Tous les élèves n'ont pas vocation à être scolarisés dès l'âge de deux ans ; les remontées du terrain ne font état de bénéfices réels que pour certains, notamment les allophones et ceux qui sont très éloignés de la culture scolaire.
Pour autant, je ne préconise pas de mettre fin à la scolarisation des enfants de deux ans. Notre système éducatif pâtit de ces allers-retours incessants ; il a besoin de stabilité et de prévisibilité. En revanche, là où cela est encore nécessaire, il convient de concentrer les efforts sur les classes dédiées dans les zones prioritaires ainsi que sur les classes passerelles.
Surtout, ce sujet m'amène à partager avec vous deux réflexions sur la qualité de l'accueil de la petite enfance et de notre école maternelle.
La France se distingue d'autres pays de l'OCDE, notamment les pays nordiques, par le caractère dual de sa politique de la petite enfance, dont les formes d'accueil relève d'institutions différentes. Au contraire, d'autres pays possèdent un système intégré, souvent sous l'égide du ministère chargé de l'éducation, qui prend en charge les enfants de leur première à leur sixième année, lorsqu'ils entrent à l'école élémentaire. Il ressort du rapport de l'OCDE que la France semble désormais « à la traîne » du point de vue des financements publics fléchés vers la petite enfance.

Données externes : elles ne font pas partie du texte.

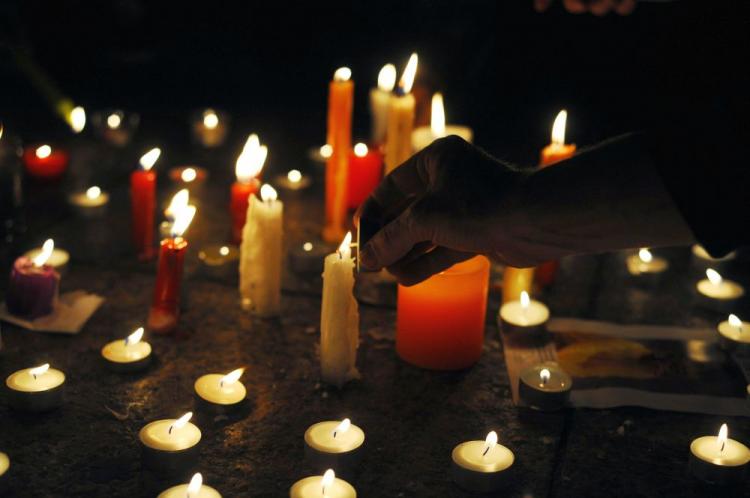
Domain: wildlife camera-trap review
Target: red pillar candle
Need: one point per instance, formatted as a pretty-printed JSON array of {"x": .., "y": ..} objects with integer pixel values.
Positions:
[
  {"x": 440, "y": 322},
  {"x": 365, "y": 172},
  {"x": 44, "y": 162},
  {"x": 165, "y": 308},
  {"x": 248, "y": 167}
]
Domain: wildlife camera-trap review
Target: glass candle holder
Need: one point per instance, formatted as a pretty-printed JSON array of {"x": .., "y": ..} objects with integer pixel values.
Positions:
[{"x": 440, "y": 322}]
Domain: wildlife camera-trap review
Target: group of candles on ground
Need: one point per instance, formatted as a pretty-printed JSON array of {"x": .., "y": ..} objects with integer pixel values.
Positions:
[{"x": 440, "y": 322}]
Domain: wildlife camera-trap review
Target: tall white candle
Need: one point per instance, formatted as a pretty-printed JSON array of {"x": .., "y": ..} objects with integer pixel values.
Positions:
[
  {"x": 339, "y": 318},
  {"x": 261, "y": 253}
]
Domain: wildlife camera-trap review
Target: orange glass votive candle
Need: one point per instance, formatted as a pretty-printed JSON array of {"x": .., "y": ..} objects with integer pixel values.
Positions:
[{"x": 440, "y": 322}]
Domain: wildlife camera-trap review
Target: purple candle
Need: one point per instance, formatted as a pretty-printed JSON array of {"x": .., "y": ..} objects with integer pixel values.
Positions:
[{"x": 33, "y": 286}]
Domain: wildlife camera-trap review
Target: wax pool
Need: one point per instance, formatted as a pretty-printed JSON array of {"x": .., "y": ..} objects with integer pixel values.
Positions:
[{"x": 440, "y": 322}]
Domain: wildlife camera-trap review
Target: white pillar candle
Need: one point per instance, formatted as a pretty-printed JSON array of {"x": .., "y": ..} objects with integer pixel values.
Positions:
[
  {"x": 334, "y": 444},
  {"x": 719, "y": 459},
  {"x": 339, "y": 318},
  {"x": 261, "y": 254},
  {"x": 481, "y": 466},
  {"x": 325, "y": 486},
  {"x": 194, "y": 489},
  {"x": 36, "y": 389},
  {"x": 545, "y": 386},
  {"x": 128, "y": 355}
]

L'offre de places en accueil collectif demeure en-deçà des besoins (57 places pour 100 enfants) et marqué par de fortes disparités sociales : en 2013, seuls 5 % d'enfants défavorisés étaient accueillis en crèche, contre 22 % des enfants les plus favorisés. La dimension éducative en crèche est trop peu présente.
Le Gouvernement a annoncé la création de 30 000 places en crèches et 1 000 en relais d'assistantes maternelles ainsi qu'un plan de formation continue de 600 000 professionnels de la petite enfance avec un nouveau référentiel favorisant l'apprentissage de la langue française par les tout-petits, qui sera élaboré sous l'égide du Haut conseil de la famille de l'enfance et de l'âge (HCFEA). L'éducation nationale y sera, je l'espère, associée - en tout cas cela illustre les cloisonnements de notre système de prise en charge de la petite enfance.

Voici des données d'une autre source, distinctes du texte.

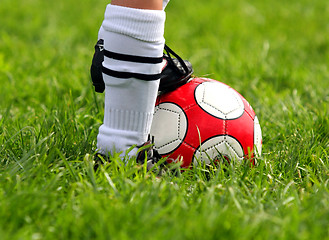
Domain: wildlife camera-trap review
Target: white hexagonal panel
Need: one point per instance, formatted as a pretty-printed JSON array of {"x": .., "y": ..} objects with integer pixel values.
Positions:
[{"x": 219, "y": 100}]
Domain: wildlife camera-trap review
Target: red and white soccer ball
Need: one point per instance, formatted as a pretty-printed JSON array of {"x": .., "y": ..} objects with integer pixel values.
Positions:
[{"x": 205, "y": 120}]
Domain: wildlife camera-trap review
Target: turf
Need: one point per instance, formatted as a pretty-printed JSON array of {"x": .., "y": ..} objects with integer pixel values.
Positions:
[{"x": 275, "y": 53}]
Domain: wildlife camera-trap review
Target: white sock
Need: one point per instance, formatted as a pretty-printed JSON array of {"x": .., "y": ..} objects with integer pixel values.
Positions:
[{"x": 133, "y": 40}]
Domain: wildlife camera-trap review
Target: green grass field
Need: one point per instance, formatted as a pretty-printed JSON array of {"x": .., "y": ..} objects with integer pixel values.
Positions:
[{"x": 275, "y": 53}]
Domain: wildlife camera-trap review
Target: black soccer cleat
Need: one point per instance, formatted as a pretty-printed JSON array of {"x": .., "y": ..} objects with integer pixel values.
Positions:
[{"x": 175, "y": 72}]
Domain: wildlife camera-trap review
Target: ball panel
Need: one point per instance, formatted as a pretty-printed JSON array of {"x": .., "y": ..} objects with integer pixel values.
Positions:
[
  {"x": 203, "y": 123},
  {"x": 169, "y": 127},
  {"x": 217, "y": 147}
]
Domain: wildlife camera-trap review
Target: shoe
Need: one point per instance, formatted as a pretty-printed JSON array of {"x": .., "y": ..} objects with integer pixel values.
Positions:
[{"x": 175, "y": 72}]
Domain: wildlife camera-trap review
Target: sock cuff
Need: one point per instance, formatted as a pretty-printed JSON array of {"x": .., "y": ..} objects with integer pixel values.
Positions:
[{"x": 143, "y": 24}]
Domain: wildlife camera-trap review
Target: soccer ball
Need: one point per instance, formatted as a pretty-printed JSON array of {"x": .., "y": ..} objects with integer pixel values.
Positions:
[{"x": 203, "y": 121}]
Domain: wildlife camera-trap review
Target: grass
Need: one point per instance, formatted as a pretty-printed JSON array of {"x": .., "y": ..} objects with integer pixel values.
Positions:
[{"x": 275, "y": 53}]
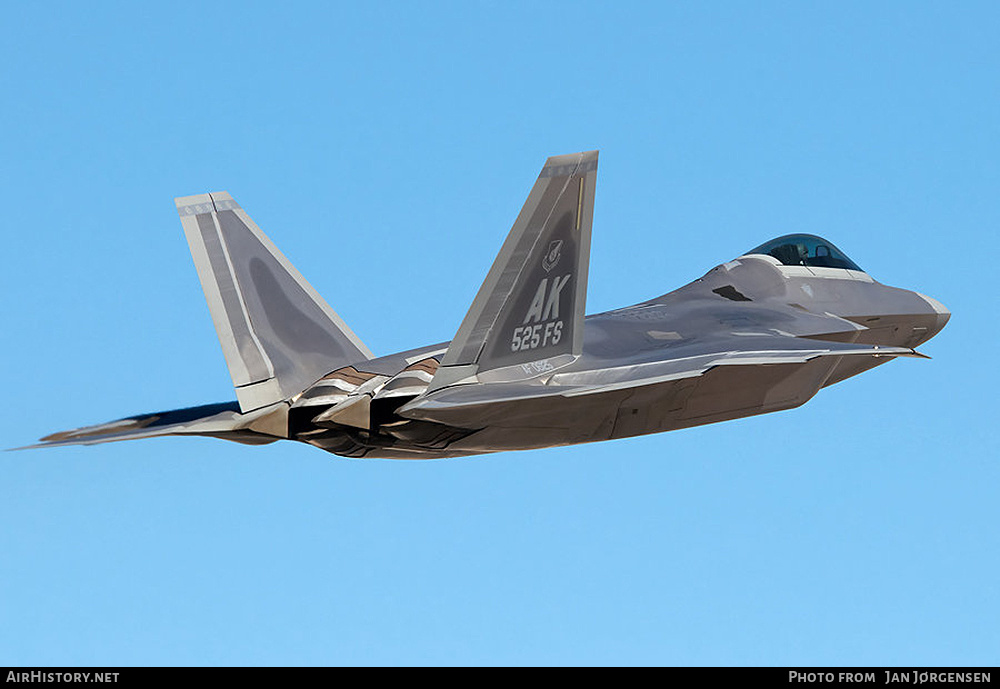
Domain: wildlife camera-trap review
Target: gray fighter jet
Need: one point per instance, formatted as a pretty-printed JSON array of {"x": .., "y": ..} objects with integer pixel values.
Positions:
[{"x": 527, "y": 368}]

Enfin, ma seconde réflexion porte sur la qualité de notre école maternelle. Alors que notre pays a été précurseur et a longtemps été en pointe, la prise en charge des enfants de même âge s'est fortement développée dans les autres pays de l'OCDE. Les taux d'encadrement y sont plus élevés qu'à l'étranger, avec un enseignant pour 23 élèves en France contre un pour quinze dans l'OCDE. La maternelle est la grande oubliée de la formation initiale des professeurs des écoles ; un de nos interlocuteurs nous disait qu'il y avait plus de différences entre un enfant de maternelle et un enfant en élémentaire qu'entre ce dernier et un enfant de collège. Cette spécificité est aujourd'hui peu prise en compte. Sans spécialiser trop tôt les enseignants, il serait profitable qu'une mention « maternelle » soit créée dans la formation initiale et que la formation continue à leur égard soit rénovée. La question du statut, de la formation et du rôle des ATSEM est également cruciale.
Alors que le Gouvernement envisage de rendre obligatoire l'instruction dès trois ans, encore faut-il que la qualité de l'enseignement soit au rendez-vous ! Sinon je crains que celle-ci ne se réduise à une mesure d'affichage.
Au bénéfice de ces observations et sous réserve de l'adoption de l'amendement que je vous présente, je vous propose de donner un avis favorable à l'adoption des crédits de la mission « Enseignement scolaire » du PLF 2019.